With the opening of the trans-Tasman travel bubble, we have hosted investor trips between Australia and New Zealand. Again, pauses in the bubble due to new cases have occurred, so we adapt.

Over the past few months, we’ve hosted a few Australian investors, and these meetings have been very productive. Both sides report much satisfaction with being able to get face-to-face with listed companies, and of course their unlisted peers and industry experts too.

What has the appetite been like for in-person meetings since the end of lockdown?

Once New Zealand’s initial, nationwide lockdown ended in June 2020, Jarden welcomed staff back as they felt comfortable to return, and then clients, provided their recent travel or contacts weren’t linked to Covid-19 cases.

Clients of Jarden, as a reflection of what we saw across the business environment, were mostly enthusiastic to meet in-person again. Many prefer the ease of ability to ask questions and share ideas, the non-verbal cues and relationship building that all come from meeting face-to-face.

However, people will sometimes still elect to join virtually, and it is great to have that as an option. 

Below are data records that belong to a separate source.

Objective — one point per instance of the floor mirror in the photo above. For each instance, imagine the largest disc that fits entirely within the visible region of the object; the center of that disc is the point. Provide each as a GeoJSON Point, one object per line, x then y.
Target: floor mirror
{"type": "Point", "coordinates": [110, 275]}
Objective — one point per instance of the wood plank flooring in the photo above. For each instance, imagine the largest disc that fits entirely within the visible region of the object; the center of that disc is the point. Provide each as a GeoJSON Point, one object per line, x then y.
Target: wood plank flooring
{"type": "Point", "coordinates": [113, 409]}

We have had a few instances where Covid-19 restrictions have been raised in certain areas, as a response to new cases, and we’ve been able to easily adapt back to virtual, if needed, for those periods.

Finally, New Zealand is famed for its scenery and landscape. Any tips for what to do in downtime once people can visit again in person?

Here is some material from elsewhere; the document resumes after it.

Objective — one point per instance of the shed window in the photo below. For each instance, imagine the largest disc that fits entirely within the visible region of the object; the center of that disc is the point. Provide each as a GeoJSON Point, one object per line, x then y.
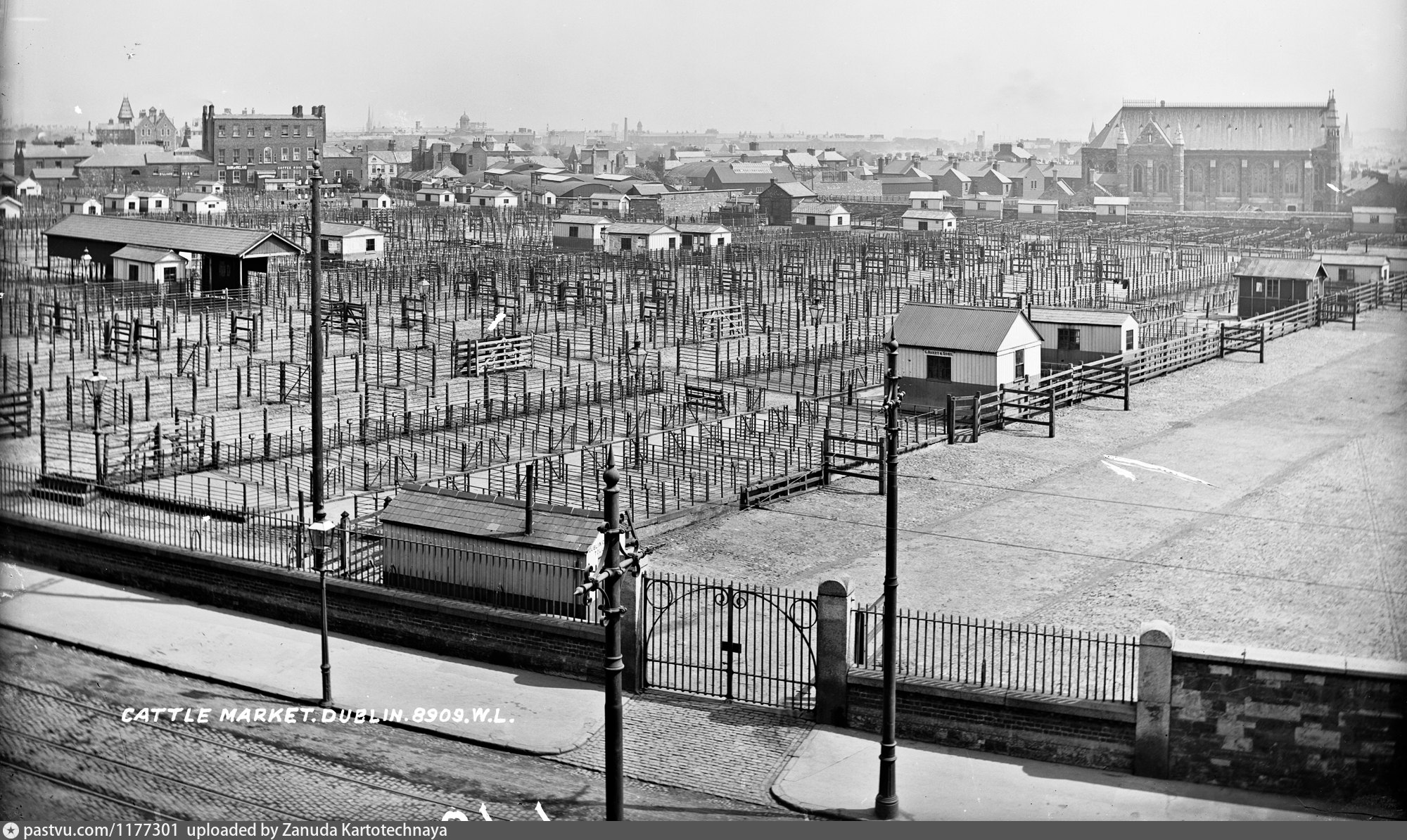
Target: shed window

We have a moderate climate, so any time of year works well to visit. However, we would avoid the Easter break (early April) and the time from mid-December to late January (the main New Zealand summer holiday).

We would also avoid school holiday periods, if possible, although most New Zealand buy-side firms are somewhat generalist in their coverage and would be able to have someone participate at any time.  

In the downtime, beautiful walks and hikes are easily accessible from most places in New Zealand.

When visiting Auckland, you can visit the renowned wineries of Waiheke Island in less than an hour – and the city’s waterfront is host to numerous fine-dining restaurants and local fashion designers.

Wellington, the capital, is also known for its food and craft beer scene. The city is home to our national museum, Te Papa. If you’re able to add a holiday on to your visit, Queenstown – in the Southern Alps – is a stunning spot, with lakes, mountains (skiing and snowboarding in winter) and excellent wineries.